ターゲットシーケンスと組み合わせる結合区のTm値において、プライマー中にターゲットシーケンスと特異的に結合される区域のTm値が普通プライマーのTm値を保持して、ターゲットシーケンスのGC含有量に基づいて決められ、一般的にTm値が約55℃から65℃までに設定される。増幅時の焼戻し温度がプライマーのTm値と一致するか、あるいはプライマーのTm値よりも3℃から5℃までに低くすることもできる。
簡単な設計において、環状プライマーを設ける際にたいしてあまり要求せず、プライマーの3’端シーケンスがターゲットシーケンス増幅の一部分に設けられ、5’端に位置する幾つかの塩基がプライマーの3’端シーケンスと相補され、ラベルシーケンスがプライマーの内部に追加されるか追加されないかを決定でき、突然変異識別塩基が3’末端の第一個の塩基にもプライマー内部に位置され、ただ、プライマー二本鎖結合区のTm値が相応のPCR反応システム中に使う焼戻し温度と一致保持される、または抜きんでられるのみである。PCRプライマーを設計した人には誰でも設けられる。

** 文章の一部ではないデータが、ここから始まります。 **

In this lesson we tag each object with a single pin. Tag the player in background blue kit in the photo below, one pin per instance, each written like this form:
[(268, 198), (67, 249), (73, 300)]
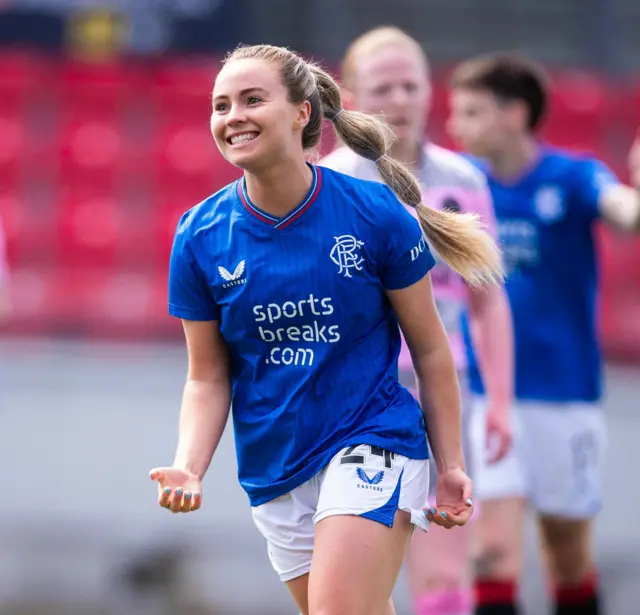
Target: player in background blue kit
[(546, 202), (291, 284), (386, 72)]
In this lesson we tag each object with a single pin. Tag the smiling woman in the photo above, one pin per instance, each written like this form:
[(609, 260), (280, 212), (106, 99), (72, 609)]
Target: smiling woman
[(290, 284)]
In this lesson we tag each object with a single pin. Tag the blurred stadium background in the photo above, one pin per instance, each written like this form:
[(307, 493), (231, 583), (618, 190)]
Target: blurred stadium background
[(104, 142)]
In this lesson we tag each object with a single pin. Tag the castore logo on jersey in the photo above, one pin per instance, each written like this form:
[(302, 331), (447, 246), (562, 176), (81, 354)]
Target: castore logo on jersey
[(235, 278), (370, 483)]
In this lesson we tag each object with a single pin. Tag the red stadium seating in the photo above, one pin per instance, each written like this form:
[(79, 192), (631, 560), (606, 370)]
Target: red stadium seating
[(99, 160), (25, 78)]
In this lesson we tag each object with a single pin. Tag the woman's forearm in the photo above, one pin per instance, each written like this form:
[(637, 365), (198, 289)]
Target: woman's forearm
[(439, 393), (203, 416)]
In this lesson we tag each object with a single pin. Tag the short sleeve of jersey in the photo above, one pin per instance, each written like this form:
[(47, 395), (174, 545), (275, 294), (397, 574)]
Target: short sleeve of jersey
[(591, 179), (189, 294), (406, 257)]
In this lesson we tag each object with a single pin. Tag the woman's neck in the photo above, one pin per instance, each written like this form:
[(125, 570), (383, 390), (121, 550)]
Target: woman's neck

遺伝子GGT>TGTに突然変異される方法は以下のステップを含む。
12 突然変異識別区
13 ラベルシーケンス
14 相補シーケンス
15 ターゲットシーケンス識別区
16 相補シーケンス
21 ターゲットシーケンス
22 ターゲットシーケンス
23 シーケンス
24 シーケンス
25 まれな突然変異シーケンス
26 まれな突然変異を持つシーケンス
27 突然変異を持つシーケンス
31 ターゲットシーケンス
32 識別区突然変異識別区
33 相補識別区
34 ターゲットシーケンス識別区
35 相補識別区
41 突然変異を持つターゲットシーケンス
42 ターゲットシーケンス
43 産物
44 産物
45 目標産物
Claims (19)
- プライマーに一本のオリゴヌクレオチドを有すことにおいて、当オリゴヌクレオチドの3’末端にターゲットシーケンスと相補するターゲットシーケンス識別区が設けられて、5’末端にターゲットシーケンス識別区と相補する3個から20個までの塩基が設けられて、適当な条件下で、5’末端と3’末端が互いに二本の鎖に結合され、プライマーが一個の環状構造に構築されて、プライマーがターゲットシーケンスと識別されて且つ交雑される場合、二本の鎖が開けられ、環状構造を消し、プライマーが自身の二本の鎖からターゲットシーケンスと結合する二本の鎖まで変わってDNAの延伸能力を得ることによって形成されていることを特徴とする核酸増幅を用いる環状プライマー。
- 前記環状プライマーにはさらに一個の突然変異識別区を有すことによって形成されていることを特徴とする請求項1に記載の核酸増幅を用いる環状プライマー。
- 前記突然変異識別区がターゲットシーケンス識別区の3’末端或いはターゲットシーケンス識別区の内部に位置されることによって形成されていることを特徴とする請求項2に記載の核酸増幅を用いる環状プライマー。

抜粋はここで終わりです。